Another 0.25% rate hike will mean an extra $100 a month in additional debt servicing payments on a $600,000 loan and would take the total increase since April last year to an extra $1435 a month or $17,220 a year. Even if a borrower has secured a 0.5% cut to their mortgage rate their payments would be up an extra $14,856 a year since April last year.
Outlook for investment markets
The next 12 months are likely to see a further easing in inflation pressure and central banks moving to get off the brakes. This should make for reasonable share market returns, provided any recession is mild. But for the near-term shares are at high risk of a further correction given high recession and earnings risks, the risk of high for longer rates from central banks, high bond yields which have led to poor valuations and the risk that the war in Israel escalates to include significant oil producing countries like Iran.
Bonds are likely to provide returns above running yields, as growth and inflation slow and central banks become dovish but given the recent rebound in yields this may be delayed a few months.
Unlisted commercial property and infrastructure are expected to see soft returns, reflecting the impact of the rise in bond yields on valuations. Commercial property returns are likely to remain negative as “work from home” continues to hit space demand as leases expire.
With an increasing supply shortfall, our base case remains that home prices have bottomed with more gains likely next year.

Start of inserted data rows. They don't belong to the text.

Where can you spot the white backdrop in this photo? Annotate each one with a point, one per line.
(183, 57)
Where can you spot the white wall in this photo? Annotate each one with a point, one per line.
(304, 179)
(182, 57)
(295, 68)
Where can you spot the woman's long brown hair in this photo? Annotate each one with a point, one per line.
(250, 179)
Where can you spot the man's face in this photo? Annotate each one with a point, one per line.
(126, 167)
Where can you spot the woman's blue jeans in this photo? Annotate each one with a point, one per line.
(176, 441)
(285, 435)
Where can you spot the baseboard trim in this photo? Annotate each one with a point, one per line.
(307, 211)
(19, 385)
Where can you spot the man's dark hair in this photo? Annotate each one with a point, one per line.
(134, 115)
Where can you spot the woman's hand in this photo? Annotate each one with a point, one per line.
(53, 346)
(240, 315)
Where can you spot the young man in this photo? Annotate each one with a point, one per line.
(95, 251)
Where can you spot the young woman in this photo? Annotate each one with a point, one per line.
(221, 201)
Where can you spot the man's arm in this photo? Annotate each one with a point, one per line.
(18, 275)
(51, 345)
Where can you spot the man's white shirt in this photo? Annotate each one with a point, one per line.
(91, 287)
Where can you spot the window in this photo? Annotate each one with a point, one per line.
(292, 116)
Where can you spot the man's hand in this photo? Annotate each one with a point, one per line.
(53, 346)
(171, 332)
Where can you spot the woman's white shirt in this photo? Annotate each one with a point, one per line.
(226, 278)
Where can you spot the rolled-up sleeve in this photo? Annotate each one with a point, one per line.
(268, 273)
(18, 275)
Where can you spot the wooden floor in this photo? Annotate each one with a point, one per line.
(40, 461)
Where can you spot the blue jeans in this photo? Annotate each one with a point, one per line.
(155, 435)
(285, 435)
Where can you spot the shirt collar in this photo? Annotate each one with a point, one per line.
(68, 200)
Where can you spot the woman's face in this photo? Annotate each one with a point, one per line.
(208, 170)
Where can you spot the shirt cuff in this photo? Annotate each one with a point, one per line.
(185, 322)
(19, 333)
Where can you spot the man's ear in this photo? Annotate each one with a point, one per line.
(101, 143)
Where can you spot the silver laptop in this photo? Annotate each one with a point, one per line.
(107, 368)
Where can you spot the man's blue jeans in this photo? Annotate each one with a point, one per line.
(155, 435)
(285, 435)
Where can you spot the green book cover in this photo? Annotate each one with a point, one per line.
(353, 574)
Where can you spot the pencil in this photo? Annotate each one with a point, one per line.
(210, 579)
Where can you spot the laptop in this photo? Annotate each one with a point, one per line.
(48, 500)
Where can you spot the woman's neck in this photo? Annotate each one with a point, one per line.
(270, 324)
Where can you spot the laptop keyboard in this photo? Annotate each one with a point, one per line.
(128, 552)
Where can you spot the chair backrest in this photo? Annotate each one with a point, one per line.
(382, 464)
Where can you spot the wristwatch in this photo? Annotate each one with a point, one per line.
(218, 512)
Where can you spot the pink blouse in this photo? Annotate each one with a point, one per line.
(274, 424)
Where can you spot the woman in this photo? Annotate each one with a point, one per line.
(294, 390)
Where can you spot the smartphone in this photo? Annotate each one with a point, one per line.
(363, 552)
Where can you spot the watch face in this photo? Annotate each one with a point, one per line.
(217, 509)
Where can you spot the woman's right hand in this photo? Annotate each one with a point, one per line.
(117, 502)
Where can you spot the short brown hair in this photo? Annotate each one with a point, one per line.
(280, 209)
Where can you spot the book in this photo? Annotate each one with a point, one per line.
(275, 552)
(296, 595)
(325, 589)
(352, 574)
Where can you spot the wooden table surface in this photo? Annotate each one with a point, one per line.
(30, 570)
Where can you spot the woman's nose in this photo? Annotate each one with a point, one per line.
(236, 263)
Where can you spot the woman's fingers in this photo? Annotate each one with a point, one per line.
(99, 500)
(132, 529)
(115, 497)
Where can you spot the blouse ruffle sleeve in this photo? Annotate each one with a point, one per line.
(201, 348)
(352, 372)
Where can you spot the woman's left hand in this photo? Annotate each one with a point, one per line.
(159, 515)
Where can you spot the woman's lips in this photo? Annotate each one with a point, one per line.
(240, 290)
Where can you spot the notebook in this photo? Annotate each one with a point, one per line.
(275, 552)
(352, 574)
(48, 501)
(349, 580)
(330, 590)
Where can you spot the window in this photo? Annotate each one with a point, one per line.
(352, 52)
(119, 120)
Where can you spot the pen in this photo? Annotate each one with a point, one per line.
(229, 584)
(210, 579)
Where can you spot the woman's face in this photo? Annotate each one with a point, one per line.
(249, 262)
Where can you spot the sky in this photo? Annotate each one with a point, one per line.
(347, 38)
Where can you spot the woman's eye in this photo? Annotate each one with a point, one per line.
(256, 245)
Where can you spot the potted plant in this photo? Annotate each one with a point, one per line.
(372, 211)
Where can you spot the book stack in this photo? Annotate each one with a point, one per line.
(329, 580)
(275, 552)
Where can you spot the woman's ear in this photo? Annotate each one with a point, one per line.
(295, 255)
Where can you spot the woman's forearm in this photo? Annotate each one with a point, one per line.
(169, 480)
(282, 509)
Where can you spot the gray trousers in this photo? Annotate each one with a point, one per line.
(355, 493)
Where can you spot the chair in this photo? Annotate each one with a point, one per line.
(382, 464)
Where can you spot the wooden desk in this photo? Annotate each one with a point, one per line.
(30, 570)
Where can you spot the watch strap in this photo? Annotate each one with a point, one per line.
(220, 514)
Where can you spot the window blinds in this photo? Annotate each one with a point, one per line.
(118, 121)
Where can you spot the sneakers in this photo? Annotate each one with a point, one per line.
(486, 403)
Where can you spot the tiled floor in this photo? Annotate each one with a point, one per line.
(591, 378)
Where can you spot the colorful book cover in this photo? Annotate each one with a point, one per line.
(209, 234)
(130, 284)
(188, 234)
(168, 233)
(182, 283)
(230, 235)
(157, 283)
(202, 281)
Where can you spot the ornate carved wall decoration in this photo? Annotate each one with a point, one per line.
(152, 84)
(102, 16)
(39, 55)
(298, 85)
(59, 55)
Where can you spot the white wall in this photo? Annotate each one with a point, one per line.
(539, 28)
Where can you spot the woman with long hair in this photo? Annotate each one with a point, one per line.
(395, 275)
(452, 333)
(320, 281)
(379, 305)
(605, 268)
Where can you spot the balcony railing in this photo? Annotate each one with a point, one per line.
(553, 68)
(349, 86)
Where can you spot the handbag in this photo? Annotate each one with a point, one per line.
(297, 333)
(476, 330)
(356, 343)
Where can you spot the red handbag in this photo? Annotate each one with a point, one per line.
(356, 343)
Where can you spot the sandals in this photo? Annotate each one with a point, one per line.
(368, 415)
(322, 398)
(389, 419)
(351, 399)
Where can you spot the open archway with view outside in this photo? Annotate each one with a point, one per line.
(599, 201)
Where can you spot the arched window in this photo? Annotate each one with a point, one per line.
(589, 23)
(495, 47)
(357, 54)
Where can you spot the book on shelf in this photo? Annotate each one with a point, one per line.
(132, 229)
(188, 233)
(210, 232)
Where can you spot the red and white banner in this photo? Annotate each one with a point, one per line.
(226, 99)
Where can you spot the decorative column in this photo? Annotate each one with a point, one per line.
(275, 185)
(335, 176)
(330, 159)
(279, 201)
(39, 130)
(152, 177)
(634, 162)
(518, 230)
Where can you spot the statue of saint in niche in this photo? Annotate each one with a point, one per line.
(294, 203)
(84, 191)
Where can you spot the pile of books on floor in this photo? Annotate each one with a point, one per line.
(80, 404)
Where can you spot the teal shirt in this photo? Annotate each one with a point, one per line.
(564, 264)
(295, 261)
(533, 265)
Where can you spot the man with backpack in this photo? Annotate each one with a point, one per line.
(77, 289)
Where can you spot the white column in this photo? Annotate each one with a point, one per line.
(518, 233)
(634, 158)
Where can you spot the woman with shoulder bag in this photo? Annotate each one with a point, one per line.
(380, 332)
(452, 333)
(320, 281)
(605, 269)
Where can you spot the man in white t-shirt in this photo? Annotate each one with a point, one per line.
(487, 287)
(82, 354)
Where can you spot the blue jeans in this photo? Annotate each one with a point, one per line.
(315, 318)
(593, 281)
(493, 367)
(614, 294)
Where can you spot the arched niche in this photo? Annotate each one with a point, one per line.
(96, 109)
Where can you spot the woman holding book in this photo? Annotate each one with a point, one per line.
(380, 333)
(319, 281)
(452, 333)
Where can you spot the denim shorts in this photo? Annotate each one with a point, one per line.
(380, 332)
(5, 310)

However, uncertainty around this is high given the lagged impact of interest rate hikes and the likelihood of higher unemployment.
Cash and bank deposits are expected to provide returns of around 4-5%, reflecting the back up in interest rates.
The $A is at risk of more downside in the short term on the back of relatively lower short term interest rates in Australia and global uncertainties, but a rising trend is likely over the next 12 months, reflecting a downtrend in the overvalued $US and the Fed moving to cut rates.